- French: Comment ma mère accoucha de moi durant sa ménopause
- Directed by: Sébastien Rose
- Written by: Sébastien Rose
- Produced by: Roger Frappier; Luc Vandal;
- Starring: Micheline Lanctôt; Paul Ahmarani; Sylvie Moreau; Patrick Huard; Anne-Marie Cadieux;
- Cinematography: Nicolas Bolduc
- Edited by: Dominique Fortin
- Release date: 2003;
- Running time: 99 minutes
- Country: Canada
- Language: French

= How My Mother Gave Birth to Me During Menopause =

How My Mother Gave Birth to Me During Menopause (Comment ma mère accoucha de moi durant sa ménopause) is a film by directed by Sébastien Rose, released in 2003. The film won that year's Claude Jutra Award for the best Canadian feature film by a first-time director.

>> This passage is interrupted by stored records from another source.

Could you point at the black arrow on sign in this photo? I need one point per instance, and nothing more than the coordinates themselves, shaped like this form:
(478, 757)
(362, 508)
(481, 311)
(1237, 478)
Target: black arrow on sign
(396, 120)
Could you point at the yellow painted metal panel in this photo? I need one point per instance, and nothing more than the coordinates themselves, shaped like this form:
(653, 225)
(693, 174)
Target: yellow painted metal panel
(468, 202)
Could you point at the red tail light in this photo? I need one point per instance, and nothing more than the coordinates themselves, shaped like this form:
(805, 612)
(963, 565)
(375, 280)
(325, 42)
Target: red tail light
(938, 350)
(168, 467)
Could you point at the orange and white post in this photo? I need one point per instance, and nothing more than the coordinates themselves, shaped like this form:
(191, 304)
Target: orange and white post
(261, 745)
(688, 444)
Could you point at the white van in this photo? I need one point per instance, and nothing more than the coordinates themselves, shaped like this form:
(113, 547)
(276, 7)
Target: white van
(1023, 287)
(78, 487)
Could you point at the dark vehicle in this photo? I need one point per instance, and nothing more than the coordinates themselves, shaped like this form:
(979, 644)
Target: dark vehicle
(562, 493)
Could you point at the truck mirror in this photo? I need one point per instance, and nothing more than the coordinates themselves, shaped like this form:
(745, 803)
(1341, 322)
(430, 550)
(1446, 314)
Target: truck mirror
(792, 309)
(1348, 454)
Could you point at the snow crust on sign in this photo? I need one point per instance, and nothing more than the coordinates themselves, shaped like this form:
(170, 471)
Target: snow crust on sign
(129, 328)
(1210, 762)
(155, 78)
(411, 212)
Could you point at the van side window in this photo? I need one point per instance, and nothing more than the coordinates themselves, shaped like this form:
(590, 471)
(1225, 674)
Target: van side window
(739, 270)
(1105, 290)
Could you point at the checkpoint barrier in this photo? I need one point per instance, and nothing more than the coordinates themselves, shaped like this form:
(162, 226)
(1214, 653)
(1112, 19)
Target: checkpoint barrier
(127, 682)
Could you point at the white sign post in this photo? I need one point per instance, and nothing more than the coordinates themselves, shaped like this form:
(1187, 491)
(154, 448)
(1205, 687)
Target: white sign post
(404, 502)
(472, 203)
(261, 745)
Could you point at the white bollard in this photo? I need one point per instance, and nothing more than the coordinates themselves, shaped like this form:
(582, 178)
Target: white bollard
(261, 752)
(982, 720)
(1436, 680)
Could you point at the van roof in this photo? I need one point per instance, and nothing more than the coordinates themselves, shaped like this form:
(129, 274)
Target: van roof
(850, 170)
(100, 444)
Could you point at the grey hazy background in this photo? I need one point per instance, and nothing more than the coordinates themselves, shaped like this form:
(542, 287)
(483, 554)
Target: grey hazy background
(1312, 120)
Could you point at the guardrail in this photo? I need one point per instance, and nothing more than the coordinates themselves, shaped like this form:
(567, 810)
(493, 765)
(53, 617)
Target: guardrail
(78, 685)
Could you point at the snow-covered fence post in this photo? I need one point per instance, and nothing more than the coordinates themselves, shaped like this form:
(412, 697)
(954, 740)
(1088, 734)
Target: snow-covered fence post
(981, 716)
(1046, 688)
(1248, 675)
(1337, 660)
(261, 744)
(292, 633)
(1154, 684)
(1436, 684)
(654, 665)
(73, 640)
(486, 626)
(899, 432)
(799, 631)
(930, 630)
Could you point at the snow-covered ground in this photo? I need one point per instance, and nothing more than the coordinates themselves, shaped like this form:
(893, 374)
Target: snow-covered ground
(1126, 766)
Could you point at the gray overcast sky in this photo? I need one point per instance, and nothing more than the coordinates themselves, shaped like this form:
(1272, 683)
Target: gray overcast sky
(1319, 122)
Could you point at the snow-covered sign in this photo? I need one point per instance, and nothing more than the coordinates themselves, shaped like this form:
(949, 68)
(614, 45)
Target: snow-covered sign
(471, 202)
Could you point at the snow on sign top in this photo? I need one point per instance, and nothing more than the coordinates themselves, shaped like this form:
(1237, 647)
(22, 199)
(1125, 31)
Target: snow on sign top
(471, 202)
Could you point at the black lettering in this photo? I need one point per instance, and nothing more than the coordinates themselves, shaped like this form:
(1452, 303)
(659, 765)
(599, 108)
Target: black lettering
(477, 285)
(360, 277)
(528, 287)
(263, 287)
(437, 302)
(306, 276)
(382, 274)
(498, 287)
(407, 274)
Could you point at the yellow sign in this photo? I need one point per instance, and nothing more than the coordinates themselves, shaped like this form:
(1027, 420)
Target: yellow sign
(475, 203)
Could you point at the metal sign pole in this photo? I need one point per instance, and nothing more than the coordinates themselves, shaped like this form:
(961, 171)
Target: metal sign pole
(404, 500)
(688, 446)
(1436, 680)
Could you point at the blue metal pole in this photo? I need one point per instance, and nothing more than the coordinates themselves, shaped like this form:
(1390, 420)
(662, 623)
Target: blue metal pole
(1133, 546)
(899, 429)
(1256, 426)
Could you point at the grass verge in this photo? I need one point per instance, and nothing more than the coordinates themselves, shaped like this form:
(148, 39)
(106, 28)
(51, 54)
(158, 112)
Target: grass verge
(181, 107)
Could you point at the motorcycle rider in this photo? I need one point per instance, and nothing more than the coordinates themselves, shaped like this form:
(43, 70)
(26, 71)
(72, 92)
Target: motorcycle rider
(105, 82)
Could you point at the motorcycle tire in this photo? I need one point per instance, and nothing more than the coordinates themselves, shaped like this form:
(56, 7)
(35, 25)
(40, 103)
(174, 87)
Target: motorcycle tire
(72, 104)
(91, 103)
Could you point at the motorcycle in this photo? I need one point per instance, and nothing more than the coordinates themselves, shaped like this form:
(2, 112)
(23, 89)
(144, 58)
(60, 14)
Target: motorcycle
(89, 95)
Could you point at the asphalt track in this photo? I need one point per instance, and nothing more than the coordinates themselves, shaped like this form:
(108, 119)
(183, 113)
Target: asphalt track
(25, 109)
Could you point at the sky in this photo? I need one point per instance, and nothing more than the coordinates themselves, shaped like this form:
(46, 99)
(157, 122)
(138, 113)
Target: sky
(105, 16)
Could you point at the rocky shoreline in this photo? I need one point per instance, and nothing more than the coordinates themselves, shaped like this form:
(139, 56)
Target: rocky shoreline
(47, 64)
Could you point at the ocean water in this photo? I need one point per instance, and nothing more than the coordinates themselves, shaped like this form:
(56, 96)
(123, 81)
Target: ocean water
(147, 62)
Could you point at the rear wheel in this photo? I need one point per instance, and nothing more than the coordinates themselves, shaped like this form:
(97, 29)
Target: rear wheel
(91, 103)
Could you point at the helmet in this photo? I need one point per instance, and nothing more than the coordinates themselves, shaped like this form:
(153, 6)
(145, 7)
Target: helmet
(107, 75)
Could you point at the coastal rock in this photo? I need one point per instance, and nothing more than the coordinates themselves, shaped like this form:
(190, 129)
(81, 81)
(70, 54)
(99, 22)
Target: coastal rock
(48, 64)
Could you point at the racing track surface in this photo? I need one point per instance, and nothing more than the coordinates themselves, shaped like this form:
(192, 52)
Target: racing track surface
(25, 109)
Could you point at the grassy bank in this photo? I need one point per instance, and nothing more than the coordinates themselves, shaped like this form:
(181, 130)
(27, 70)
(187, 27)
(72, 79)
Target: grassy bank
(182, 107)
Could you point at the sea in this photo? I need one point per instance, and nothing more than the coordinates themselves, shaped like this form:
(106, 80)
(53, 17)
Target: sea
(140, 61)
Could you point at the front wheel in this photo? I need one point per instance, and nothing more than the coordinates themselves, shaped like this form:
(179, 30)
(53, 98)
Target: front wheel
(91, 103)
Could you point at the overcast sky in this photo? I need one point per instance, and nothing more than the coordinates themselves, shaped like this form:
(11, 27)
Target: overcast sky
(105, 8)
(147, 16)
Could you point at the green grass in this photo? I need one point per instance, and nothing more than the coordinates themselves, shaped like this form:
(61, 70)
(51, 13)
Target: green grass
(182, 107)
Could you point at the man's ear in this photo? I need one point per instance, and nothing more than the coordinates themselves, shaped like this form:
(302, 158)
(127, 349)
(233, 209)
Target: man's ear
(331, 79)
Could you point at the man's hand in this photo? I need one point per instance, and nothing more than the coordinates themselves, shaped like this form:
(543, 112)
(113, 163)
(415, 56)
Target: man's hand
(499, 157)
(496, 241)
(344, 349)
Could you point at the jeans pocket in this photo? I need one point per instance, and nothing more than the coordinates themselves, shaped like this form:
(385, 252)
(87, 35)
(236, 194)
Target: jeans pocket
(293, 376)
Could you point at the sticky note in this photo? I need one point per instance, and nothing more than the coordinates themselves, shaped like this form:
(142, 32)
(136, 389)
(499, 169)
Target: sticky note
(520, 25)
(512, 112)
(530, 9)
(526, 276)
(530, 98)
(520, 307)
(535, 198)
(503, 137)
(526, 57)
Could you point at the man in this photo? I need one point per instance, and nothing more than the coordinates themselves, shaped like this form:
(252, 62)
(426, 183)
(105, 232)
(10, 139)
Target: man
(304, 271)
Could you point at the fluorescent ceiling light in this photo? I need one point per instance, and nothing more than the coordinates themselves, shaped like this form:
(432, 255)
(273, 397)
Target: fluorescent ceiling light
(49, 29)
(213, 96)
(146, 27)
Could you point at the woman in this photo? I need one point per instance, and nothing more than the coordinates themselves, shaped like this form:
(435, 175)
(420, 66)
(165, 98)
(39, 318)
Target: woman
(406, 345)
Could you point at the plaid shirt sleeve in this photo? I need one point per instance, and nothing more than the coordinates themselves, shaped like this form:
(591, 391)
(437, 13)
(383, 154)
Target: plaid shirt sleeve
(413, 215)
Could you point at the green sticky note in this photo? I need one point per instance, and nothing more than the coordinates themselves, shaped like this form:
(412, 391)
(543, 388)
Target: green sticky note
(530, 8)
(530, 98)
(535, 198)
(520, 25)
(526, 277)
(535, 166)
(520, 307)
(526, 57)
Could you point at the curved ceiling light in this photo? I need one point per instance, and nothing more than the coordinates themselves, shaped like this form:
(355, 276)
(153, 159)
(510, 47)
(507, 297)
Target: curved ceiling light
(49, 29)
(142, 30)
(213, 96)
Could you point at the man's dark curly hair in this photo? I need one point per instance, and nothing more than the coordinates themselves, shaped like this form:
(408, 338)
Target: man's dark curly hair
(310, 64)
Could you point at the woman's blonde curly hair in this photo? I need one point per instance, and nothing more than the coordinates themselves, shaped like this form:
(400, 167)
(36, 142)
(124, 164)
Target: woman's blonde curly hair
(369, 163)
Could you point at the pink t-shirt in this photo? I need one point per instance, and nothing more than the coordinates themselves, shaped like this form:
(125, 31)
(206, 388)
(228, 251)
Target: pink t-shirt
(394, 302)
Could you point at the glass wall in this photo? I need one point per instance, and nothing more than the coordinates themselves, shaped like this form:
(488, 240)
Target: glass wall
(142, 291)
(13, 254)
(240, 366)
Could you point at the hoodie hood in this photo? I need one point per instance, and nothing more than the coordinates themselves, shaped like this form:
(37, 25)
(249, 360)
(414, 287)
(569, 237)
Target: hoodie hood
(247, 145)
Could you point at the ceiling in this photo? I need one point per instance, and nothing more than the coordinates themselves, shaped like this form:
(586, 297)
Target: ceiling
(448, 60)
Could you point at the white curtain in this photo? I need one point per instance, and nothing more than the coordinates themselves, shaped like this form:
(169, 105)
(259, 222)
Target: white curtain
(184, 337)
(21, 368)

The film's cast includes Micheline Lanctôt, Paul Ahmarani, Lucie Laurier, Sylvie Moreau, Patrick Huard and Anne-Marie Cadieux.

==Synopsis==
How My Mother Gave Birth to Me During Her Menopause is about Jean-Charles (Paul Ahmarani), a 30-year-old working on his thesis about men's role in a post-feminist world, who lives with his domineering mother (Micheline Lanctôt) and sister (Sylvie Moreau), both of whom are sleeping with the gardener (Patrick Huard). To further complicate matters, Jean-Charles is having an affair with his shrink (Anne-Marie Cadieux) who reports back to his mother.